Manganese acts like speed in honey bees

Manganese acts like speed in honey bees
Manganese acts like speed in honey bees

Manganese, as it exists in the present environment, acts on honey bees in a way that is very similar to the long-term effects of methamphetamine on humans. Yehuda Ben-Shahar and Eirik Søvik, biologists at Washington University in St. Louis, together with colleagues from Andrew Barron’s lab at Macquarie University in Australia discovered the detrimental effect manganese has on honey bees.

Honey bees that come into contact with too much manganese complete foraging trips faster than bees that were not exposed to manganese. The bees that were exposed made fewer successful foraging trips than unexposed bees. The levels of manganese the bees were exposed to are considered to be safe for humans. The honey bees eventually demonstrate symptoms that are similar to Parkinson’s disease due to the loss of neurons that process dopamine. The effects of manganese on honey bees are very similar to the effects of long-term use of methamphetamine in people.

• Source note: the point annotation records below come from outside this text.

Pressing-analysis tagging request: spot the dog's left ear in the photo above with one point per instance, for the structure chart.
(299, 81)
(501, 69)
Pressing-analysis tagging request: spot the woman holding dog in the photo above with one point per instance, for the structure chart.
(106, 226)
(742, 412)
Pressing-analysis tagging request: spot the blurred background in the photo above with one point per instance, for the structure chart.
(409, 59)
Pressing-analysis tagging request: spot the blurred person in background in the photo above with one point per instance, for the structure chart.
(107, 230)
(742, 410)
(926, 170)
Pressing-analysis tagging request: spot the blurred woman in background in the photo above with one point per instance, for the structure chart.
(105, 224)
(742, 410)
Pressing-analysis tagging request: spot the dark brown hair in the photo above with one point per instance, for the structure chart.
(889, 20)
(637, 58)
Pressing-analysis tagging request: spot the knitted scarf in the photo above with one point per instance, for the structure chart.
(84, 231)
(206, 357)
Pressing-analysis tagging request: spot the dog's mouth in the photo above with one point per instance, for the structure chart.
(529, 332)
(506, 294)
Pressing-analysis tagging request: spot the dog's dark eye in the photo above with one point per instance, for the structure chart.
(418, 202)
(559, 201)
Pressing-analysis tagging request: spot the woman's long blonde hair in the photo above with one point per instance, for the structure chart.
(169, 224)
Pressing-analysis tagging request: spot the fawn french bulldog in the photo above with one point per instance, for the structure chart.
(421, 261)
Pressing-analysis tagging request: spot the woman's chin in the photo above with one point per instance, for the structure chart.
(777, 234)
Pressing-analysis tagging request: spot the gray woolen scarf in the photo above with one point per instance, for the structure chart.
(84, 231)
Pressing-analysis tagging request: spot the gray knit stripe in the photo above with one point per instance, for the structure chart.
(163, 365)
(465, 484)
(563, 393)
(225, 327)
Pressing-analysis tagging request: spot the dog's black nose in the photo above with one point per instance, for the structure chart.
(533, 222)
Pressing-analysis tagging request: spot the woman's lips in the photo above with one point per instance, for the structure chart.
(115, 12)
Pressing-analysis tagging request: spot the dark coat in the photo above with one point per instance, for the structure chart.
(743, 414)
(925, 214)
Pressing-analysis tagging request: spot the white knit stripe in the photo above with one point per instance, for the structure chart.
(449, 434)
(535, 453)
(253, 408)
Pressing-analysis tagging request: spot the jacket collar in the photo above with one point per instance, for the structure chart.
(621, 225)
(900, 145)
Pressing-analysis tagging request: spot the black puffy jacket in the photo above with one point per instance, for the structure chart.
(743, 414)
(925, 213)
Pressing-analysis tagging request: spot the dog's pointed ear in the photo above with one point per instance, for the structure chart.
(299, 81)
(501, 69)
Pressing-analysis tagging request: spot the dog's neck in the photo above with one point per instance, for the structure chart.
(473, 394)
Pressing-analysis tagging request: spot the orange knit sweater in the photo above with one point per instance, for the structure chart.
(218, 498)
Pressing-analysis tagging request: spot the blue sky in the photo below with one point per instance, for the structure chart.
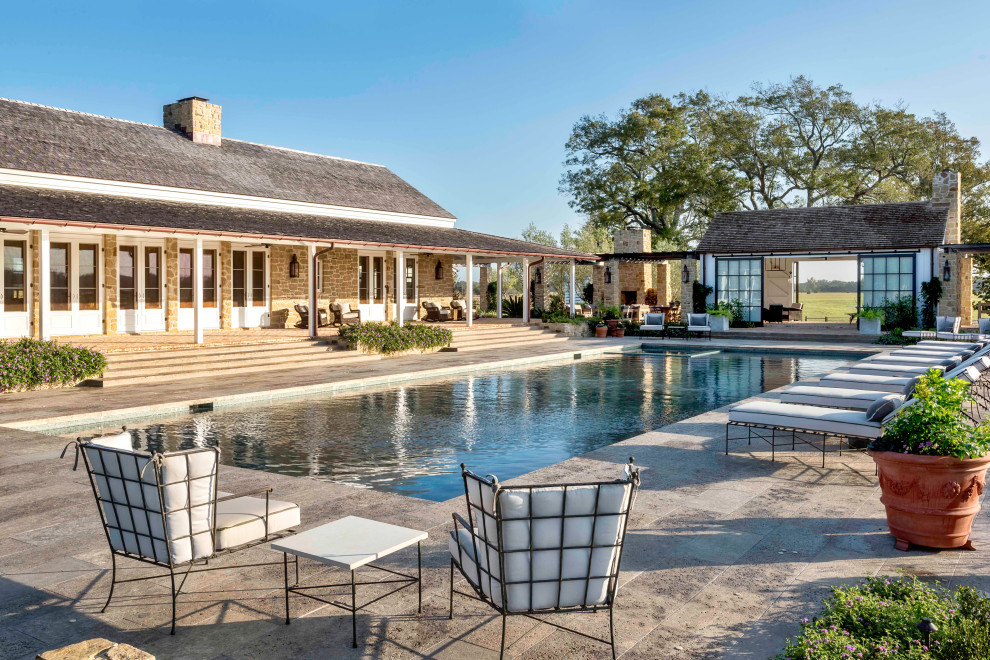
(472, 102)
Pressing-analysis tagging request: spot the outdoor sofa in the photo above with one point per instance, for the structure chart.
(543, 549)
(166, 510)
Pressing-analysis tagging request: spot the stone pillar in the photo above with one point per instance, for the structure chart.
(957, 293)
(484, 275)
(687, 288)
(111, 304)
(171, 285)
(226, 267)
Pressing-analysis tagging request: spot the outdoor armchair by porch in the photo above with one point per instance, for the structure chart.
(303, 311)
(699, 323)
(342, 313)
(529, 550)
(435, 313)
(166, 510)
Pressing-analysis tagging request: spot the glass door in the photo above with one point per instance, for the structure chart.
(14, 319)
(74, 288)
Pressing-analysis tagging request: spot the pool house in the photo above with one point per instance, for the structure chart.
(111, 226)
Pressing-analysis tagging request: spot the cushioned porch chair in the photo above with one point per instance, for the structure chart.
(342, 313)
(166, 510)
(558, 547)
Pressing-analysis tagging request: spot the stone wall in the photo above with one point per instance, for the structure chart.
(110, 303)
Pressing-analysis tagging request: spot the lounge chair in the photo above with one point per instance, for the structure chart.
(699, 323)
(342, 313)
(166, 510)
(435, 313)
(529, 550)
(303, 311)
(653, 321)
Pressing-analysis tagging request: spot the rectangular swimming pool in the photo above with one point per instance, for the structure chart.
(412, 438)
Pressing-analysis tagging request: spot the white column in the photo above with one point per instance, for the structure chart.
(400, 284)
(311, 289)
(498, 290)
(573, 290)
(525, 279)
(42, 287)
(470, 288)
(198, 292)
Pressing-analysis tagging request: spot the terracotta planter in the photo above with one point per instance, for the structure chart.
(930, 500)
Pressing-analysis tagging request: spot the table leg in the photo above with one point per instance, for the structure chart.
(353, 612)
(285, 573)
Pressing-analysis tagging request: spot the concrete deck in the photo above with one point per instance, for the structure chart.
(724, 555)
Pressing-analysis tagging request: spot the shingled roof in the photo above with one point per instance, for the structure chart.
(87, 209)
(38, 138)
(826, 228)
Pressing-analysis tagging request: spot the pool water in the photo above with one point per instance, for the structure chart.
(412, 438)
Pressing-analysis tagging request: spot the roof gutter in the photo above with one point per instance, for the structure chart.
(273, 237)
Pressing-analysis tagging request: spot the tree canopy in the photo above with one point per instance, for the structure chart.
(670, 164)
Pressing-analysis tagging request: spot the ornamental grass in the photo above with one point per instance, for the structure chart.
(27, 364)
(389, 338)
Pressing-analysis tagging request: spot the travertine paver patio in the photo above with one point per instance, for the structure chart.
(724, 555)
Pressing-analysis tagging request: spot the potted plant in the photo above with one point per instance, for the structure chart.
(869, 321)
(720, 316)
(932, 465)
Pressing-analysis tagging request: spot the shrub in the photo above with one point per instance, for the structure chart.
(879, 616)
(27, 364)
(934, 425)
(388, 338)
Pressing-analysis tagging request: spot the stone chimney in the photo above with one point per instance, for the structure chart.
(194, 117)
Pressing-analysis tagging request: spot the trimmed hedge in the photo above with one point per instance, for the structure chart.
(388, 338)
(879, 616)
(27, 364)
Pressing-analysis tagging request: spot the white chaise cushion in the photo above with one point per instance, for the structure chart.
(810, 418)
(835, 397)
(242, 520)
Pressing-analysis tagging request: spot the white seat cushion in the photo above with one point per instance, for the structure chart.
(241, 520)
(836, 397)
(811, 418)
(892, 384)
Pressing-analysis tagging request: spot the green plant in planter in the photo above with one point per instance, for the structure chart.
(611, 313)
(934, 425)
(878, 618)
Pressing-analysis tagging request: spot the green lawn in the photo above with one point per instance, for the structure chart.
(836, 306)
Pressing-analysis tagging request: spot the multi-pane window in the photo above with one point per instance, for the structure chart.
(14, 284)
(742, 280)
(885, 278)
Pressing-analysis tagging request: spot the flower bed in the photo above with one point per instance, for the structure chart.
(879, 617)
(27, 364)
(391, 338)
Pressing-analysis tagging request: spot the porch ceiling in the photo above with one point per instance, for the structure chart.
(68, 208)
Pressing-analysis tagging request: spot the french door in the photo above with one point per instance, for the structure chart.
(211, 288)
(371, 287)
(75, 304)
(140, 287)
(249, 270)
(14, 315)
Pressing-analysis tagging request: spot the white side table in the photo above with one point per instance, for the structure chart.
(351, 543)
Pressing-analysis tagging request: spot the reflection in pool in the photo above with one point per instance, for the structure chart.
(412, 438)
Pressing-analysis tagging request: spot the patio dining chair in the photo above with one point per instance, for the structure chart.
(166, 510)
(530, 550)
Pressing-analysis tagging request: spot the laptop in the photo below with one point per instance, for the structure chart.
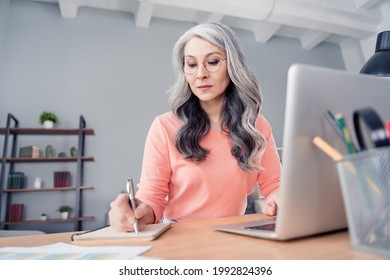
(310, 199)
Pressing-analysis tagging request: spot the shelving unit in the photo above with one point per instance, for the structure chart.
(11, 133)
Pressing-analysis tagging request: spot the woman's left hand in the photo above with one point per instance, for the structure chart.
(271, 204)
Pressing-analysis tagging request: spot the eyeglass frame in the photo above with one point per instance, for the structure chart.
(197, 67)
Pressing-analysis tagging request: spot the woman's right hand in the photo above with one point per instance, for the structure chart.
(122, 217)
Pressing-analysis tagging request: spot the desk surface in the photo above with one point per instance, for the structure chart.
(199, 241)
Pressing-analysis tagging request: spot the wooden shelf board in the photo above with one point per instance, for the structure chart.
(44, 159)
(47, 189)
(48, 131)
(59, 220)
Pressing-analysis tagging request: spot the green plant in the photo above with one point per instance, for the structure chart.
(48, 116)
(64, 208)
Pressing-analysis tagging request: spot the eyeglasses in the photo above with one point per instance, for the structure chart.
(211, 65)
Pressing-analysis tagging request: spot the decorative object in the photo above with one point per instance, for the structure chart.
(30, 151)
(48, 119)
(61, 179)
(379, 63)
(43, 217)
(73, 152)
(38, 183)
(49, 152)
(64, 210)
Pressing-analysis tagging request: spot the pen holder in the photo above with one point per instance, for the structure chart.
(365, 187)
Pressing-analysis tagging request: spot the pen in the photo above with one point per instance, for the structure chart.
(333, 123)
(130, 191)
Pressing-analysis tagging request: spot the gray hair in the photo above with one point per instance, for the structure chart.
(242, 103)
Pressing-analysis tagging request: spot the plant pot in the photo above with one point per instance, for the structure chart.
(48, 124)
(65, 215)
(43, 217)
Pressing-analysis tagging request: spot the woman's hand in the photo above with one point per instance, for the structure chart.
(271, 204)
(122, 217)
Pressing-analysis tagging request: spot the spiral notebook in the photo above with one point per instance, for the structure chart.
(108, 235)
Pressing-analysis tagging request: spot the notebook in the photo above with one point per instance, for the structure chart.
(108, 235)
(310, 200)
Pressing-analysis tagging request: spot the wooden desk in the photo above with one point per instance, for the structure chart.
(198, 241)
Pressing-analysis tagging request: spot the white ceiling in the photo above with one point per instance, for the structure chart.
(310, 21)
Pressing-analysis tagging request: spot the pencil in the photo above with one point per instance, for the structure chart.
(327, 149)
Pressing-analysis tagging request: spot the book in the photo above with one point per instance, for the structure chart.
(16, 212)
(16, 180)
(107, 235)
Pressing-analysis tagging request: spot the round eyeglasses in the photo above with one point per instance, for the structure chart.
(211, 65)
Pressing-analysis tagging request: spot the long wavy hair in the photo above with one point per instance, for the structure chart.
(242, 104)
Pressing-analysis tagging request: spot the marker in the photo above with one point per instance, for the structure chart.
(130, 191)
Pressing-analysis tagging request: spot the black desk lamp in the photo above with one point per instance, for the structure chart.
(379, 63)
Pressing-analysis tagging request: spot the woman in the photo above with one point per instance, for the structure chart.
(204, 157)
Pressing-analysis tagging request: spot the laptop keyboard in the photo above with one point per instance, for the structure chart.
(269, 227)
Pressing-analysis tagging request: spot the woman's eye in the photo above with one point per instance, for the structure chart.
(191, 64)
(213, 62)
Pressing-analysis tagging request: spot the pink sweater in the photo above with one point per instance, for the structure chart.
(180, 189)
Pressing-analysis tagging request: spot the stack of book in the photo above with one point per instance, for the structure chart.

Manganese is an essential mineral for honey bees. The problem came about when people began mining manganese in large quantities. The manganese dust that has been released into the atmosphere is detrimental to honey bees. The researchers found that the Malvolio gene allows the transport of manganese across cell barriers. The gene also addicts bees to sugar. The uninhibited transport of all manganese the honey bee is exposed to causes the detrimental effects of manganese in honey bees. The Malvolio gene also makes bees become foragers before they are physically mature enough for the job.